エアバッグ、タカタ製から他社製への移行進む

 これまで8人の死者と130人の負傷者を招いたタカタ製エアバッグから他社製品への移行が、自動車メーカーの間で進んでいる。ホンダはオートリブやダイセル製のエアバッグを採用し始め、FCAもインフレータのデザイン自体を刷新、TRW製に完全移行した。トヨタも日本化薬(東京都千代田区)に、16年7月〜20年で1300万個以上のインフレータが納入できるよう生産の拡大を要請したとロイター通信が伝えている。

 6月のインフレータ生産はオートリブ、ダイセル、ZF TRW製が全体の50%に上った。16年3月には68%に達すると予想されている。

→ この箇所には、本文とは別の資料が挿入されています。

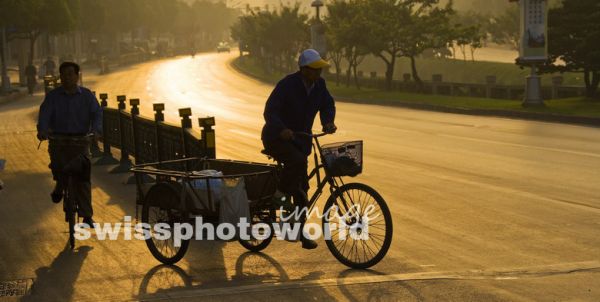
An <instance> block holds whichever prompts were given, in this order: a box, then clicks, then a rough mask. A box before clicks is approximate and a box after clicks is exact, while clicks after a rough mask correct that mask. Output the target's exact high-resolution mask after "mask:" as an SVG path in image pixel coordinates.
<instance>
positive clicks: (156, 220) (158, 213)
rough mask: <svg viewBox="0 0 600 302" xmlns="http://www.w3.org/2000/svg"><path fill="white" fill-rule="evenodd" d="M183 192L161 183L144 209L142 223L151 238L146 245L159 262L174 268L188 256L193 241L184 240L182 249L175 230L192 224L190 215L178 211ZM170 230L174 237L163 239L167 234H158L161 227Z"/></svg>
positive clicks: (153, 190) (160, 183)
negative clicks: (184, 225)
mask: <svg viewBox="0 0 600 302" xmlns="http://www.w3.org/2000/svg"><path fill="white" fill-rule="evenodd" d="M179 194H180V191H178V190H177V189H176V188H175V187H174V186H173V185H171V184H169V183H158V184H156V185H154V186H153V187H152V188H150V190H149V191H148V193H147V194H146V198H145V200H144V206H143V207H142V222H143V223H145V224H147V226H148V227H149V229H147V232H148V235H149V238H147V239H146V245H147V246H148V249H149V250H150V253H152V256H154V258H156V260H158V261H160V262H162V263H164V264H174V263H176V262H178V261H179V260H181V258H183V256H184V255H185V253H186V251H187V249H188V246H189V244H190V240H189V239H187V240H183V239H182V240H181V245H179V246H176V245H175V238H174V234H173V233H172V232H173V229H174V225H175V224H176V223H187V222H189V219H188V214H187V213H186V212H185V211H181V210H179V209H177V208H178V205H179V201H180V195H179ZM159 224H160V225H162V226H164V227H168V230H169V232H171V234H170V235H171V236H167V237H168V238H162V239H161V234H164V232H157V231H156V230H157V229H160V228H157V225H159Z"/></svg>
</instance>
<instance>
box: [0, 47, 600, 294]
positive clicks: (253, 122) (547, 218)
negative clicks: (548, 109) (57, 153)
mask: <svg viewBox="0 0 600 302" xmlns="http://www.w3.org/2000/svg"><path fill="white" fill-rule="evenodd" d="M233 57H234V55H233V54H232V55H228V54H204V55H197V56H196V58H195V59H191V58H190V57H181V58H176V59H170V60H164V61H158V62H149V63H144V64H140V65H136V66H133V67H131V68H128V69H124V70H121V71H115V72H113V73H111V74H109V75H107V76H102V77H99V76H86V77H85V78H84V83H85V84H86V85H88V86H90V87H91V88H93V90H96V91H97V92H107V93H109V96H110V101H111V106H115V102H114V101H115V99H116V95H117V94H126V95H127V97H128V98H140V99H141V101H142V106H141V113H142V115H146V116H152V115H153V112H152V111H151V107H152V103H153V102H164V103H165V104H166V108H167V110H166V112H165V113H166V117H167V120H168V121H172V122H174V123H178V120H179V118H178V116H177V109H178V108H183V107H191V108H192V112H193V114H194V117H195V118H197V117H203V116H215V117H216V123H217V126H216V127H215V129H216V133H217V157H219V158H231V159H239V160H248V161H259V162H266V161H267V159H266V158H265V157H264V156H263V155H261V154H260V150H261V144H260V128H261V127H262V123H263V120H262V110H263V107H264V102H265V100H266V98H267V96H268V94H269V93H270V91H271V89H272V87H271V86H270V85H266V84H262V83H260V82H258V81H255V80H253V79H250V78H248V77H246V76H243V75H240V74H238V73H236V72H235V71H234V70H233V69H232V68H231V67H230V66H229V65H228V64H227V62H228V61H229V60H230V59H232V58H233ZM84 72H85V71H84ZM38 103H39V97H38V98H29V99H27V100H24V101H22V102H20V103H11V104H5V105H2V107H0V157H4V158H6V159H7V168H6V171H5V172H3V174H0V177H1V178H2V179H3V180H4V181H5V183H6V186H7V189H5V190H4V191H2V192H0V205H1V208H2V210H1V212H0V226H2V227H1V228H0V246H1V247H2V248H0V255H1V257H0V259H2V260H1V263H0V279H1V280H16V279H24V278H31V279H33V285H34V286H33V287H34V291H33V294H32V295H29V296H26V297H25V299H33V300H60V301H62V300H86V301H87V300H100V301H101V300H127V299H142V300H154V299H175V300H189V301H195V300H199V299H205V300H231V299H233V300H242V299H243V300H267V299H269V300H271V299H275V300H281V299H291V300H303V301H306V300H321V299H327V300H329V299H332V298H334V299H340V300H349V301H363V300H370V301H396V300H402V301H442V300H443V301H566V300H569V301H598V300H600V289H599V288H600V281H599V278H598V277H599V276H600V274H599V272H600V236H599V228H600V189H599V184H600V129H598V128H589V127H579V126H571V125H562V124H551V123H541V122H531V121H523V120H512V119H502V118H490V117H476V116H464V115H455V114H443V113H434V112H426V111H415V110H406V109H401V108H389V107H381V106H367V105H357V104H349V103H342V102H338V103H337V111H338V114H337V119H336V123H337V125H338V127H339V129H340V131H339V132H338V134H336V135H334V136H330V137H327V138H326V139H325V141H326V142H333V141H346V140H355V139H362V140H364V144H365V158H364V162H365V170H364V173H363V174H362V175H360V176H359V177H357V178H355V179H353V181H360V182H364V183H367V184H369V185H371V186H372V187H374V188H375V189H377V190H378V191H379V192H380V193H381V194H382V195H383V197H384V198H385V199H386V201H387V203H388V205H389V206H390V209H391V211H392V214H393V221H394V237H393V242H392V246H391V248H390V251H389V252H388V255H387V256H386V258H385V259H384V260H382V261H381V262H380V263H379V264H378V265H376V266H375V267H373V268H372V270H369V271H354V270H348V269H347V268H346V267H344V266H343V265H342V264H340V263H338V262H337V261H336V260H335V258H334V257H333V256H332V255H331V254H330V253H329V251H328V250H327V248H326V246H325V244H324V242H322V241H321V244H320V246H319V248H318V249H316V250H312V251H306V250H302V249H301V248H300V245H299V244H294V243H287V242H274V243H272V244H271V246H269V247H268V248H267V249H266V250H265V251H264V254H258V255H255V254H247V253H244V249H243V248H242V247H241V246H239V244H237V243H235V242H233V243H207V242H193V243H192V245H191V247H190V250H189V251H188V254H187V255H186V257H185V258H184V259H183V260H182V261H180V262H179V263H178V266H177V267H164V266H159V263H158V262H157V261H156V260H155V259H154V258H153V257H152V256H151V254H150V253H149V251H148V250H147V248H146V246H145V244H144V243H143V242H139V241H125V240H123V239H119V240H116V241H99V240H96V239H92V240H89V241H87V242H85V243H82V244H81V247H80V248H79V250H78V252H76V253H71V252H67V251H63V248H64V246H65V241H66V236H67V234H66V233H65V232H66V225H65V223H64V221H63V220H62V216H61V211H60V210H59V208H58V207H56V206H54V205H52V204H51V203H50V201H49V200H48V197H47V194H48V192H49V191H50V189H51V178H50V173H49V171H47V169H46V167H45V165H47V161H48V160H47V158H46V156H45V152H43V151H37V150H36V149H35V148H36V147H37V144H36V143H35V139H34V133H33V132H32V130H33V127H34V126H33V125H34V123H33V119H34V118H35V112H36V110H37V108H36V104H38ZM194 123H195V127H196V126H197V121H195V122H194ZM315 125H319V123H318V121H317V122H316V123H315ZM315 130H318V129H315ZM109 169H110V168H105V167H101V168H96V169H95V171H94V175H93V177H94V180H93V182H94V191H93V197H94V200H95V212H96V215H95V217H96V220H97V222H118V221H122V219H123V216H124V215H134V214H135V210H134V206H133V203H134V198H135V197H134V196H135V192H134V189H133V188H132V187H131V186H126V185H123V184H122V182H123V181H124V180H125V179H126V177H127V176H126V175H116V176H115V175H112V174H108V173H107V170H109ZM33 186H35V187H36V189H32V187H33ZM4 201H10V202H4ZM0 299H2V298H0Z"/></svg>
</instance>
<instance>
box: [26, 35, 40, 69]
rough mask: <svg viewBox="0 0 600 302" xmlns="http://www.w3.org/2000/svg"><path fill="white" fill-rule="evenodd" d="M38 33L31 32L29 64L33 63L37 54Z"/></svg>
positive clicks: (29, 47)
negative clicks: (35, 51) (37, 40)
mask: <svg viewBox="0 0 600 302" xmlns="http://www.w3.org/2000/svg"><path fill="white" fill-rule="evenodd" d="M37 37H38V35H37V33H36V32H35V31H32V32H30V33H29V59H28V62H27V63H28V65H33V58H34V56H35V40H37Z"/></svg>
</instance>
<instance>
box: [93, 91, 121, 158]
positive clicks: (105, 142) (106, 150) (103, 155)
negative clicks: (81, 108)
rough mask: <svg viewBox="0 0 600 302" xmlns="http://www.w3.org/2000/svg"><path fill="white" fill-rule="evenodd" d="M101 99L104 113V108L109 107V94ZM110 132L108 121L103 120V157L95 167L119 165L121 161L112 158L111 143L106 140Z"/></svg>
mask: <svg viewBox="0 0 600 302" xmlns="http://www.w3.org/2000/svg"><path fill="white" fill-rule="evenodd" d="M100 99H101V100H102V101H100V106H101V107H102V110H103V111H104V108H106V107H108V102H107V101H106V99H108V94H106V93H101V94H100ZM103 116H104V115H103ZM108 132H109V129H108V125H107V123H106V121H105V120H104V119H103V120H102V135H103V136H104V138H103V139H102V149H103V152H102V157H101V158H100V159H99V160H97V161H96V162H95V163H94V165H98V166H102V165H114V164H117V163H119V161H118V160H116V159H115V158H114V157H113V156H112V153H110V143H109V142H108V140H107V139H106V136H107V135H108Z"/></svg>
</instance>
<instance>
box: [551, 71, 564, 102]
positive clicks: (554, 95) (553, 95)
mask: <svg viewBox="0 0 600 302" xmlns="http://www.w3.org/2000/svg"><path fill="white" fill-rule="evenodd" d="M563 82H564V78H563V77H562V76H555V77H552V98H553V99H558V98H559V97H560V95H559V93H558V90H559V88H560V86H562V84H563Z"/></svg>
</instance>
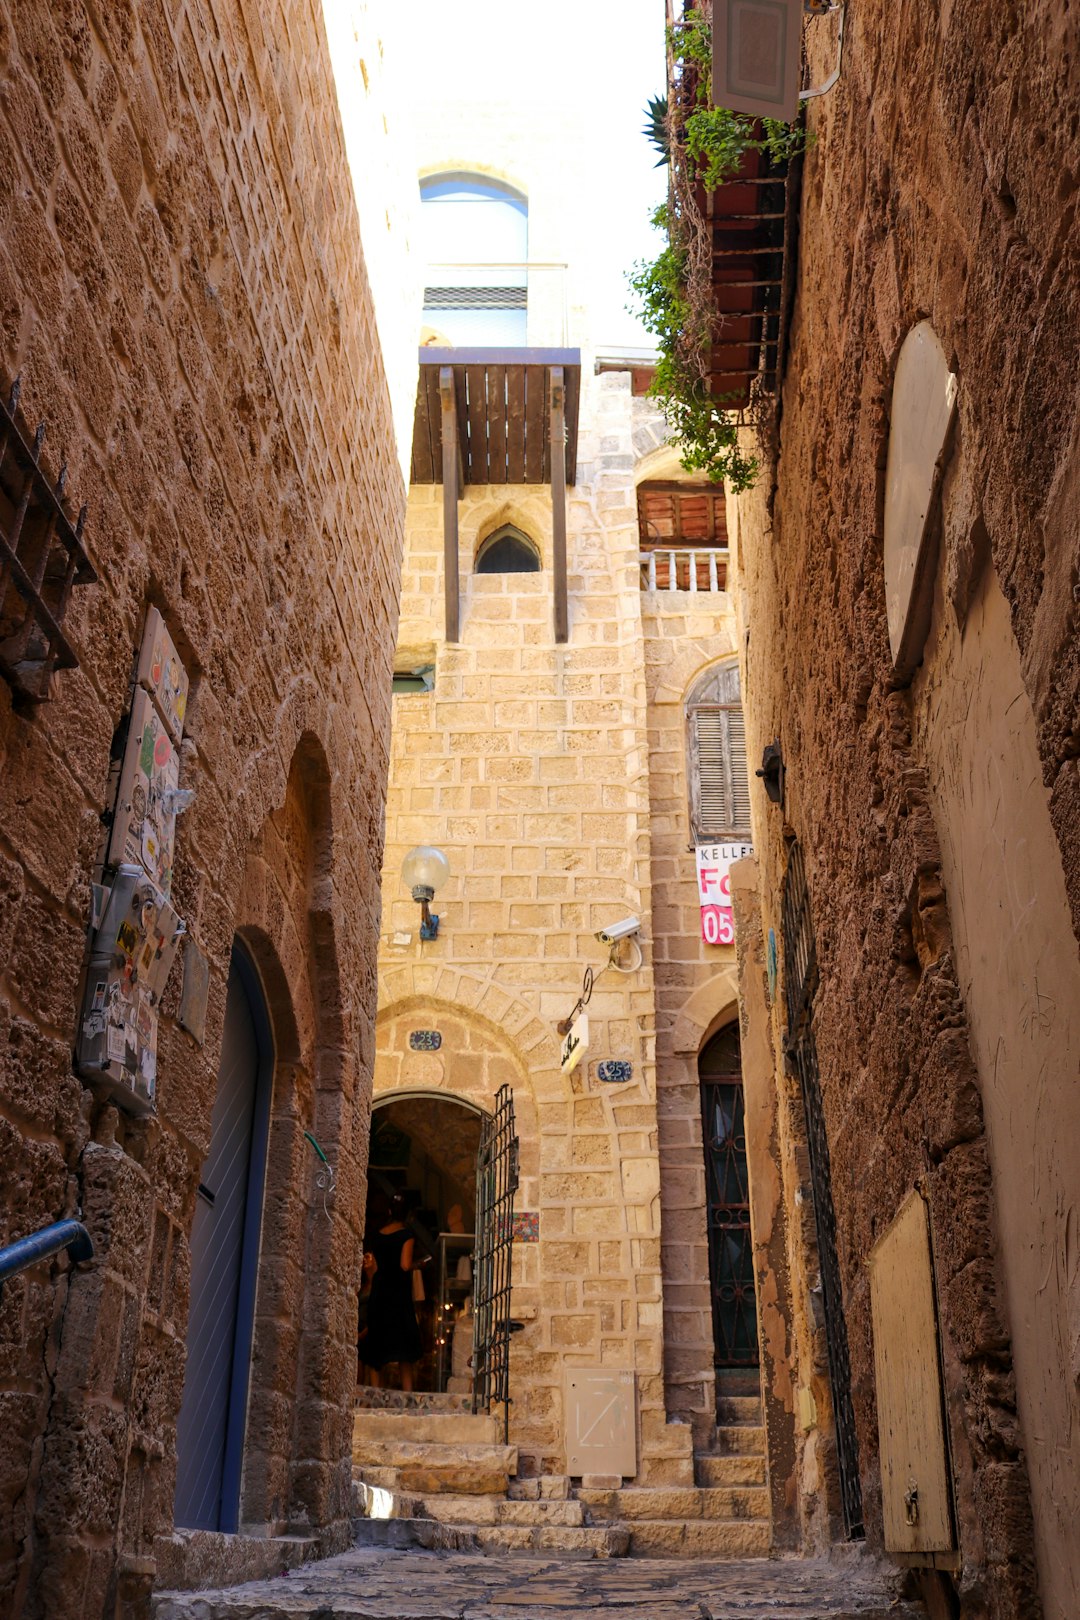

 日本では交換用エアバッグの不足に直面しそうだと、ブルームバーグが指摘している。トヨタやホンダ、日産は、米国での調査リコール規模拡大後、日本国内でもその規模を拡大した。世界で4000万台のリコールのうち日本国内での台数は980万台に上る。古い型の自動車と、日本当局に破裂のリスクが高いとされている型の修理を優先的に進め、それらの約87%は修理が完了しているが、調査リコール車も含めるとリコール車全体の約30%に過ぎない。

 日本では2015年6月、自動車のリコールに向けた国土交通省の強制調査権の対象を、これまでの自動車メーカーのみから部品製造会社に広げる、改正道路運送車両法が成立した。タカタ製エアバッグの欠陥による日本でのリコールが741万台にのぼったことを背景に、部品会社も国が直接調査できるようにした。政府の監督力を強化することで、リコールの加速を目指している。

 タカタも交換キットの開発と供給を進めている。同社の2014年度決算では赤字を計上したが、15年度には別事業によって黒字に戻ると見込んでいる。破裂の根本原因の究明も並行して行っており、リコール規模を縮小するためにも、早期解明が求められている。